In this demo, we'll be using the gapminder data set to perform hypothesis testing. The gapminder data set contains a list of 142 countries, with their respective values for life expectancy, GDP per capita, and population, every five years, from 1952 to 2007.

We'll begin by downloading the gapminder package and loading it into our R environment:

#Install and Load gapminder package

install.packages("gapminder")

library(gapminder)

data("gapminder")

Now, let's take a look at our data set by using the View() function in R:

#Display gapminder dataset

View(gapminder)

Here's a quick look at our data set:

The next step is to load the infamous dplyr package provided by R. We're specifically looking to use the pipe (%>%) operator in the dplyr package. For those of you who don't know what the pipe operator does, it basically allows you to pipe your data from the left-hand side into the data at the right-hand side of the pipe. It's quite self-explanatory.

#Install and Load dplyr package
install.packages("dplyr")
library(dplyr)
Our next step is to compare the life expectancy of two places (Ireland and South Africa) and perform the t-test to check if the comparison follows a Null Hypothesis or an Alternate Hypothesis.

#Comparing the variance in life expectancy in South Africa & Ireland
df1 <-gapminder %>%
select(country, lifeExp) %>%
filter(country == "South Africa" | country =="Ireland")
So, after you apply the t-test to the data frame (df1), and compare the life expectancy, you can see the below results:

#Perform t-test

t.test(data = df1, lifeExp ~ country)

Welch Two Sample t-test

data: lifeExp by country
t = 10.067, df = 19.109, p-value = 4.466e-09
alternative hypothesis: true difference in means is not equal to 0
95 percent confidence interval:
15.07022 22.97794
sample estimates:
mean in group Ireland mean in group South Africa
73.01725 53.99317
Notice the mean in group Ireland and in South Africa, you can see that life expectancy almost differs by a scale of 20. Now we need to check if this difference in the value of life expectancy in South Africa and Ireland is actually valid and not just by pure chance. For this reason, the t-test is carried out.
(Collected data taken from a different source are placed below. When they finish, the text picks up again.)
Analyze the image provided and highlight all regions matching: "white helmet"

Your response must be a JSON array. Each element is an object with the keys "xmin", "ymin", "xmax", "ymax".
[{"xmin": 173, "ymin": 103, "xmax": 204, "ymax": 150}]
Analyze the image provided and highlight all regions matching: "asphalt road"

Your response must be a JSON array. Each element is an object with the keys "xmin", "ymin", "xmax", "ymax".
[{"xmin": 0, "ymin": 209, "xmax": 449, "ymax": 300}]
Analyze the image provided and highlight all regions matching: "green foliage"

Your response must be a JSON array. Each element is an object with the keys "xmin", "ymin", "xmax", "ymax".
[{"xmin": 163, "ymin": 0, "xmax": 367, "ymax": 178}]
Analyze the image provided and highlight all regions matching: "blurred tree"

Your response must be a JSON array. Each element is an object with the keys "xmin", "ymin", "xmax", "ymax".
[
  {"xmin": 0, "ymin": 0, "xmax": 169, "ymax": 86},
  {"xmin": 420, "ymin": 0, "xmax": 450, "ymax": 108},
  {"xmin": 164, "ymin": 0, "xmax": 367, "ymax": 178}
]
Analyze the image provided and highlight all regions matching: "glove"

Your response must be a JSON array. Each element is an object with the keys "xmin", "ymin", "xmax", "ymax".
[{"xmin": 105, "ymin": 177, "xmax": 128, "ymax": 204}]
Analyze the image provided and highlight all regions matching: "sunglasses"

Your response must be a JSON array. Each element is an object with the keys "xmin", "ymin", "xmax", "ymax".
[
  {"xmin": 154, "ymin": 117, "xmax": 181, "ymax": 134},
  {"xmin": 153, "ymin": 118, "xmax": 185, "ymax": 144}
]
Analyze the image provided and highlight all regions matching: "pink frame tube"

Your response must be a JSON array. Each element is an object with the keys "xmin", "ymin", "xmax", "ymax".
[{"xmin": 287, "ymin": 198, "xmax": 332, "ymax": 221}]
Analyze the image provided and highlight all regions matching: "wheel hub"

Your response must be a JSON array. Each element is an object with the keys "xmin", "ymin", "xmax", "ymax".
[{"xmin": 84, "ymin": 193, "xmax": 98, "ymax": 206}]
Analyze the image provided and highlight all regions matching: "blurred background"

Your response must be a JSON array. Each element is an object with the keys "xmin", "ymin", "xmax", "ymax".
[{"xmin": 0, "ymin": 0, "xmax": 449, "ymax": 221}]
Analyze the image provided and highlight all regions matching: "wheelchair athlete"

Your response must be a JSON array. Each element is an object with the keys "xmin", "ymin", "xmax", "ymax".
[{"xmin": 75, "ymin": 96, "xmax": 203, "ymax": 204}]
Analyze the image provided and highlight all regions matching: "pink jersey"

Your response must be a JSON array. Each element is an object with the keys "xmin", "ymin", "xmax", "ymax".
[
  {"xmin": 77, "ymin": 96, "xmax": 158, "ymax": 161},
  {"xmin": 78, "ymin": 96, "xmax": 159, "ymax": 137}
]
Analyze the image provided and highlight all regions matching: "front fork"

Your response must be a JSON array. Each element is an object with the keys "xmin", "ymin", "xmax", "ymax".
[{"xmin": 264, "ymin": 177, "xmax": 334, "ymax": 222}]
Pay special attention to the p-value also known as the probability value. p-value is a very important measurement when it comes to ensuring the significance of a model. A model is said to be statistically significant only when the p-value is less than the pre-determined statistical significance level, which is ideally 0.05. As you can see from the output, the p value is 4.466e-09 which is an extremely small value.In the summary of the model, notice another important parameter called the t-value. A larger t-value suggests that the alternate hypothesis is true and that the difference in life expectancy is not equal to zero by pure luck. Hence in our case, the null hypothesis is disapproved.

To conclude the demo, we'll be plotting a graph for each continent, such that the graph shows how the life expectancy for each continent varies with the respective GDP per capita for that continent.

#Plotting a gdpPercap vs lifeExp graph for each continent
#Install and Load ggplot2 package
install.packages("ggplot2")
library(ggplot2)
gapminder%>%
filter(gdpPercap < 50000) %>%
ggplot(aes(x=log(gdpPercap), y=lifeExp, col=continent, size=pop))+
geom_point(alpha=0.3)+
geom_smooth(method = lm)+
facet_wrap(~continent)